Tattoos nowadays are used as decorative body ornamentation, but what if they can have another function? Scientists have developed a thin film that can be implanted right under the skin, like a tattoo, to show the amount of oxygen in the blood. 

The thin film consists of a protein derived from silk that is biodegradable and biocompatible. So, unlike tattoos, the film will be degraded and excreted by the body after a few weeks to a few years. This degradation time can be altered depending on the time you want the tattoo to be present in the body. Added to the film is a complex molecule that glows in the presence of near-infrared light.
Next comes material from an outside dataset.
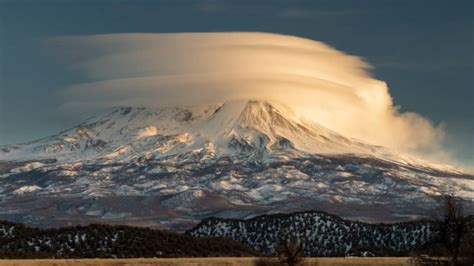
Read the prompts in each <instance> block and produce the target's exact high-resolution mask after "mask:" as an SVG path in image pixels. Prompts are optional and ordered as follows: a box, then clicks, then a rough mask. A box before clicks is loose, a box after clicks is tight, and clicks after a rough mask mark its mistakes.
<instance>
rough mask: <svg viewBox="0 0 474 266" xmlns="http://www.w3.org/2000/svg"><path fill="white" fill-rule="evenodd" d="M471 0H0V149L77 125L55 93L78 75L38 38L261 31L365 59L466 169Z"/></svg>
mask: <svg viewBox="0 0 474 266" xmlns="http://www.w3.org/2000/svg"><path fill="white" fill-rule="evenodd" d="M473 3H474V1H433V0H425V1H423V0H419V1H413V0H406V1H405V0H399V1H390V0H380V1H376V0H370V1H368V0H367V1H363V0H359V1H349V0H347V1H317V0H311V1H254V0H253V1H243V0H241V1H223V0H216V1H177V0H175V1H140V0H135V1H125V0H124V1H120V0H117V1H106V0H97V1H67V0H65V1H59V0H58V1H52V0H50V1H40V0H30V1H22V0H11V1H10V0H0V71H1V72H0V145H1V144H7V143H16V142H22V141H27V140H31V139H35V138H38V137H44V136H47V135H49V134H52V133H55V132H57V131H59V130H61V129H63V128H65V127H68V126H72V125H74V124H76V123H78V122H80V119H78V118H77V117H75V118H69V117H68V116H67V115H64V114H58V112H57V107H58V105H59V103H60V99H59V98H58V97H57V92H59V91H61V90H62V89H64V88H65V87H66V86H67V85H69V84H72V83H74V82H76V81H79V80H80V78H81V77H78V76H75V75H74V73H72V72H69V71H66V70H64V69H63V66H62V65H61V64H59V63H58V62H57V61H58V58H56V57H55V56H54V51H51V50H49V47H48V46H47V45H45V43H44V41H45V40H46V39H47V38H50V37H56V36H64V35H82V34H101V33H126V32H200V31H204V32H208V31H264V32H274V33H284V34H290V35H297V36H301V37H306V38H310V39H314V40H319V41H322V42H325V43H328V44H330V45H331V46H333V47H335V48H337V49H339V50H342V51H344V52H346V53H349V54H354V55H358V56H362V57H364V58H365V59H366V60H367V61H368V62H370V63H371V64H372V65H373V66H374V67H375V68H374V70H373V74H374V76H375V77H376V78H377V79H381V80H384V81H386V82H387V84H388V86H389V87H390V94H391V95H392V97H393V98H394V102H395V104H397V105H400V106H401V110H402V111H414V112H417V113H420V114H422V115H424V116H426V117H428V118H430V119H431V120H432V121H434V122H435V123H440V122H443V123H445V125H446V130H447V133H448V136H447V140H446V142H447V145H450V146H452V147H453V148H454V150H456V151H458V154H457V157H458V158H459V159H460V160H462V161H464V163H466V164H469V165H471V166H472V165H474V149H473V148H472V147H474V75H473V74H474V72H473V65H474V63H473V62H474V51H473V34H474V33H473V32H474V28H473V22H474V6H473V5H474V4H473Z"/></svg>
The film is smaller than a US dime, and is normally green, but turns purple under near-infrared light in the presence of oxygen. Image credits Thomas Falcucci/Tufts University

The duration of the glow after removing the near-infrared light source is determined by the concentration of oxygen present in the surrounding tissue. The higher the concentration of oxygen, the shorter the glow lasts. So, if you shine a light on the tattoo and the glow fades immediately after removing the source, you have a lot of oxygen in your blood. While, if the glow lasts for a long time, this is a signal that your oxygen level is low.

Although we already have a method to measure the oxygen concentration in the blood without actually extracting blood, this oxygen sensing tattoo is a promise for innovation in blood monitoring. It could be the first step toward sensors for glucose, lactate, or electrolytes without requiring blood samples.